As we know all too well, it is the Assad regime that is primarily responsible for the policy of sustained, systematic starvation of the population of Syria. Of the areas under siege, 52 are under Assad control, two under rebel control and one under ISIS, so let us be clear: he is responsible for 99% of those areas under siege.
She knew – like so many Syrians – that UN aid agencies could be doing more to get aid to the most vulnerable:
“ will the Secretary of State demand answers from the UN on why it is still waiting for permission from Assad when resolution after resolution states that that is not necessary? It has the authority and the mandate to go in right now. “
She repeatedly appealed for the UK to lead international efforts to airdrop aid to these besieged civilians, speaking in Parliament, writing opinion pieces in the media and leading Europe-wide efforts from a coalition of parliamentarians.
“The means are there, the legal case is clear, the humanitarian need is overwhelming and so is the public support – all that is lacking is the political will.
If we could do it for the starving in besieged Srebrenica and again for the besieged Yassidis in northern Iraq, there should be no reason it cannot be done for those suffering and dying, in besieged Madaya. There is no time to waste.”
In a debate too often dominated by party politics and tabloid headlines, Jo brought a rare humanity to the issue. She spoke repeatedly about the importance of compassion when welcoming those fleeing war and how we should always protect the most vulnerable:
“Who can blame desperate parents for wanting to escape the horror that their families are experiencing? Children are being killed on their way to school, children as young as seven are being forcefully recruited to the frontline and one in three children have grown up knowing nothing but fear and war.
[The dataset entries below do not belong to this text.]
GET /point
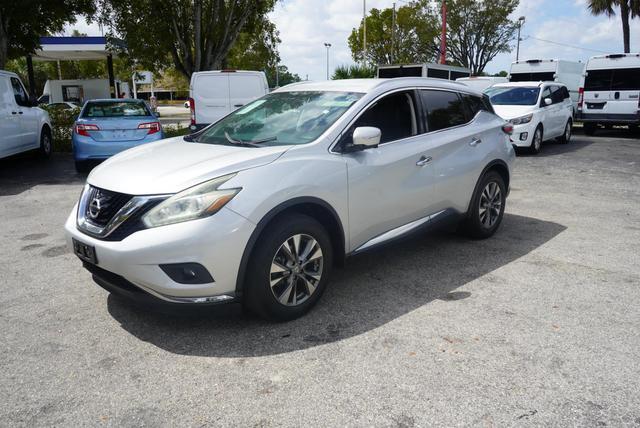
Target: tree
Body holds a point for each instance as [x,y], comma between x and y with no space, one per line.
[412,41]
[354,71]
[479,30]
[23,22]
[627,8]
[197,34]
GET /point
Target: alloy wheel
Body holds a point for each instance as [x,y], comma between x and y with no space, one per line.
[296,270]
[490,204]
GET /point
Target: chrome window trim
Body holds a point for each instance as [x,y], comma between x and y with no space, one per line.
[332,146]
[122,215]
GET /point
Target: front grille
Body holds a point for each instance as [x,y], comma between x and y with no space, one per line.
[102,205]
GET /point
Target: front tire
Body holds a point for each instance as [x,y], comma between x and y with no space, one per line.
[45,143]
[487,207]
[536,141]
[288,269]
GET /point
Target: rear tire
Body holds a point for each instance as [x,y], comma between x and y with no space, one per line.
[536,141]
[590,128]
[45,143]
[566,136]
[487,207]
[289,268]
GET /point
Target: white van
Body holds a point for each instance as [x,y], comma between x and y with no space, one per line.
[214,94]
[480,83]
[610,94]
[568,73]
[23,126]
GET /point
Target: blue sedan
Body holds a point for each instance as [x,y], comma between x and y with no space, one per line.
[107,127]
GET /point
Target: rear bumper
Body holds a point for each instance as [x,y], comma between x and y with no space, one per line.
[622,119]
[86,148]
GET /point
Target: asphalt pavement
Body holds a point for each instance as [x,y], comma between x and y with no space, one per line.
[537,326]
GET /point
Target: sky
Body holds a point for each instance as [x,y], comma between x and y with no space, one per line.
[305,25]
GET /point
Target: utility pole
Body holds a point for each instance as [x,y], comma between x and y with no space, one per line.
[393,35]
[364,38]
[520,24]
[327,45]
[443,37]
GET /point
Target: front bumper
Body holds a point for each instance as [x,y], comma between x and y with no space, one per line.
[518,137]
[215,242]
[86,148]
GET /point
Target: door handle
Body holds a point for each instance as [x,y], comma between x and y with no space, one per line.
[424,160]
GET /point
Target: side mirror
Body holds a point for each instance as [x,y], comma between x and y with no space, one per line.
[365,137]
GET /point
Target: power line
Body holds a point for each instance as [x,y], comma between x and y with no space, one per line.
[564,44]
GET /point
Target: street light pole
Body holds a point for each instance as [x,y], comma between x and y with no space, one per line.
[327,45]
[520,24]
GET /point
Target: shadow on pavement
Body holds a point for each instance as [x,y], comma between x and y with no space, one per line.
[372,290]
[22,172]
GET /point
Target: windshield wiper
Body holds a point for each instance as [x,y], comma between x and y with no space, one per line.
[255,143]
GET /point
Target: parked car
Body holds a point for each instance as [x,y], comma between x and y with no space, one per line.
[259,206]
[538,111]
[23,126]
[214,94]
[480,83]
[611,92]
[568,73]
[107,127]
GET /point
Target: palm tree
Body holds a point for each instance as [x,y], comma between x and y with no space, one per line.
[628,8]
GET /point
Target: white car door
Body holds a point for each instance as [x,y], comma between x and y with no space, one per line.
[10,120]
[391,187]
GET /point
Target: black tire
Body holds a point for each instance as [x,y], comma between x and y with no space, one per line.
[536,145]
[566,136]
[260,293]
[46,144]
[475,225]
[83,167]
[590,128]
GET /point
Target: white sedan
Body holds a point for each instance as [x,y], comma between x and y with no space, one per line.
[538,111]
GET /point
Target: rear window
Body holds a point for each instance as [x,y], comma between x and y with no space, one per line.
[618,79]
[115,109]
[531,77]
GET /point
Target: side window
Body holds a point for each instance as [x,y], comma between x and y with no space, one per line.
[444,109]
[19,93]
[394,115]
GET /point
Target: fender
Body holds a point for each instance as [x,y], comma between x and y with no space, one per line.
[270,216]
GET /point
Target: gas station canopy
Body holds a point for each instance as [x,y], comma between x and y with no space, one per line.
[72,48]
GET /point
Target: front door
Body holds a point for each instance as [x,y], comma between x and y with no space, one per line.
[390,186]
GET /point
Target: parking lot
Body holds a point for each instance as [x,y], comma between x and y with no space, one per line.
[539,325]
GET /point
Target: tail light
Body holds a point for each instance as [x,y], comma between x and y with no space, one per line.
[580,98]
[192,107]
[153,127]
[82,129]
[507,128]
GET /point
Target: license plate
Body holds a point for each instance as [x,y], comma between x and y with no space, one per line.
[85,252]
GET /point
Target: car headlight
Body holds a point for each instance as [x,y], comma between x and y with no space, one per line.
[521,120]
[196,202]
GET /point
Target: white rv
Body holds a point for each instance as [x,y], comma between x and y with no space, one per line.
[438,71]
[610,93]
[550,70]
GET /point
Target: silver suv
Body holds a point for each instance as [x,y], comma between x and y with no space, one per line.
[259,206]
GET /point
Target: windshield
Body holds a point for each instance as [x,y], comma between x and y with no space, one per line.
[280,118]
[115,109]
[513,96]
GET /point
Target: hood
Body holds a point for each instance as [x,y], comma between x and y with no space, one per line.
[511,112]
[172,165]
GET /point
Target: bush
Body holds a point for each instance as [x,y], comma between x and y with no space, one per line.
[62,123]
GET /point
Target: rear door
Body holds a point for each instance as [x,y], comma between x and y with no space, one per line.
[10,126]
[211,95]
[244,88]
Those children have been exposed to things no child should ever witness, and I know I would risk life and limb to get my two precious babies out of that hellhole.”
“I recognise that this is not easy, but tonight we are being asked to make a decision that transcends party politics. Any Member who has seen the desperation and fear on the faces of children trapped in inhospitable camps across Europe must surely feel compelled to act.”
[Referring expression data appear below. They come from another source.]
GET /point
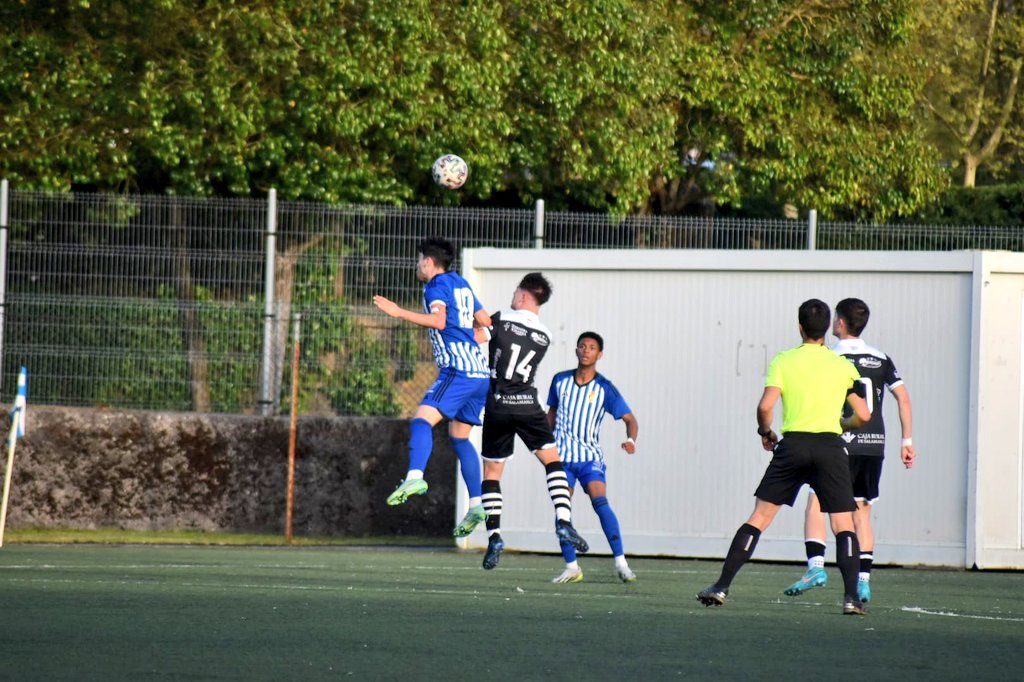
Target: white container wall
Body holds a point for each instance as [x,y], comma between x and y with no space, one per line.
[688,336]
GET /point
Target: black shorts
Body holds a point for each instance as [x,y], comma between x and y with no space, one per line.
[818,459]
[500,429]
[865,470]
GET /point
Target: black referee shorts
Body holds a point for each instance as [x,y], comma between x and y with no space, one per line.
[500,429]
[818,459]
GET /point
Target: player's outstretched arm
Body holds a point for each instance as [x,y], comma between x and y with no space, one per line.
[433,320]
[861,414]
[907,453]
[766,413]
[632,431]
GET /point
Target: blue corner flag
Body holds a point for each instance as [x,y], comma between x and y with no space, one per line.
[20,401]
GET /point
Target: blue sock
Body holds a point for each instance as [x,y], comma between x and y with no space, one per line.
[470,463]
[609,523]
[421,441]
[568,552]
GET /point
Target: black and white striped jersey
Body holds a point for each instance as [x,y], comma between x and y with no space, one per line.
[878,372]
[518,343]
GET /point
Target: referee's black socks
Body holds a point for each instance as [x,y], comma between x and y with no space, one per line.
[739,553]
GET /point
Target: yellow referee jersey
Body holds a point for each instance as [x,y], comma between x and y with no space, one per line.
[814,382]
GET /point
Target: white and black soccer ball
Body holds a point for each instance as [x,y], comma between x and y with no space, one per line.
[451,171]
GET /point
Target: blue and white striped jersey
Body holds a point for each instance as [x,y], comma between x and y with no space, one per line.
[579,411]
[455,346]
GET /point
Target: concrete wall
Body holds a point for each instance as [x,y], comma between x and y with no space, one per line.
[91,468]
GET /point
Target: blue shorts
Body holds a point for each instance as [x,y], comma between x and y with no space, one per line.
[457,396]
[585,472]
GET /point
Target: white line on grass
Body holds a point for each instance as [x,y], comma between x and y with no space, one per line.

She co-chaired the All Party Parliamentary Group Friends of Syria with Conservative MP Andrew Mitchell to promote UK policies aimed at protecting civilians in Syria.
“As two people who have both worked for many years at different ends of the humanitarian aid spectrum—as an aid worker and as secretary of state for international development—we agree that the conflict in Syria is our generation’s test, our responsibility. This is a conflict so horrific that over 12 million people are in need of humanitarian assistance, more than half of all Syrians have been forced to flee their homes, and credible sources estimate the death toll at over 330,000. Therefore, in our view, it is time to get Syria off the ‘too difficult to deal with’ pile and to get back to basics, to see the crisis in Syria as primarily about Syria and Syrians.”
Like with all her politics, Jo’s positions on Syria were rooted in her compassion for humanity and her fellow human beings.
When Jo Cox was killed on the 16th of June the Syrian people – inside and outside the country – lost their most vocal and passionate defender on the international stage.
It is now down to others to continue her legacy and strive for the protection of civilians everywhere – in Syria and beyond.